Introduction: it is widely known that immunosuppressive drugs alter lipids and carbohydrate metabolism in kidney transplant patients. The most common side effects are diabetes mellitus induced by calcineurin inhibitors and hypertriglyceridemia caused by mTOR inhibitors. However, little is known about the combination of these agents in real clinical practice and if a difference exists between patients who were already diabetics or not before transplantation.
Methods: longitudinal retrospective 1-year long study in which we compared two different regimens based on tacrolimus and prednisone, one with mycophenolate (MP group) and one with an mTOR inhibitor (mTORi group). The studied population included all kidney transplanted patients in the Hospital Clínic, Barcelona, performed in a 3-year period from June 2013 to May 2016. Patients who died, lost the transplant or changed the immunosuppression before completion of follow-up were excluded, as well as patients who underwent combined kidney-pancreas transplantation (34.3% of the original population, final n=272). One-year outcomes were changes in total and LDL cholesterol, triglycerides, glycated hemoglobin (HbA1c) and incidence of de-novo diabetes.
Results: considering the global population, patients doing mTORi experienced a more significant increase in HbA1C compared to patients doing MP (mTORi group +0.98 ± 1.13% versus MP group +0.66 ± 1.38%, p= 0.017, for the difference between baseline and 1-year values). There was a substantial increase as well in triglycerides in the mTORi group (MP +1.42 ± 85.83mg/dl versus mTORi +23.21 ± 95.87mg/dl, p= 0.003).  When considering only diabetic patients at baseline (n=73), the increase in HbA1c at 1 year was much more pronounced in patients doing mTORi (MP +0.7 ± 1.97% versus mTORi +1.6 ± 1.31, p=0.020), while there was not substantially any change in triglycerides between the two groups (p=0.879).  On the contrary, in patients without diabetes at baseline (n=199), the mTORi group experienced a significant increase in triglycerides (MP +1.42 ± 85.83 mg/dl versus mTORi +23.21 ± 95.87 mg/dl, p-value 0.003), while no difference was observed in HbA1c (p-value 0.298). There was no difference in the incidence of de-novo diabetes between groups (p=0.272). 
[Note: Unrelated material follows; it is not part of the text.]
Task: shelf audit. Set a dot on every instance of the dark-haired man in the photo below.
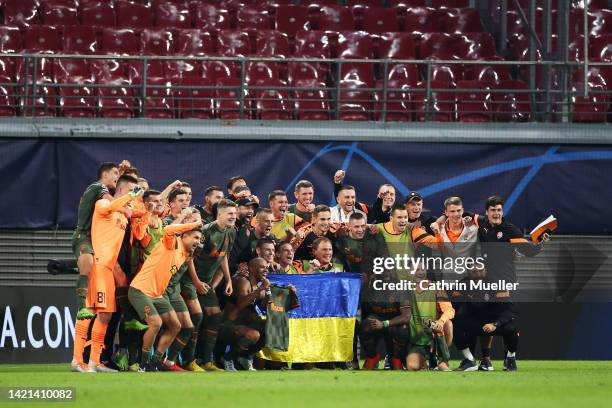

Conclusions: mTOR inhibitors are associated with higher levels of HbA1c and triglycerides 1 year after transplantation compared to mycophenolate, in a tacrolimus- and prednisone-based protocol. However, the change in HbA1c was mainly observed only in mTORi patients who were already diabetics before transplantation and there is not an increase in the incidence of de-novo diabetes. Curiously, the increase in triglycerides was confirmed only in patients who were not diabetics before transplantation. This may suggest that mTOR inhibitors can cause different metabolic abnormalities depending on the original metabolic status of the transplanted patient.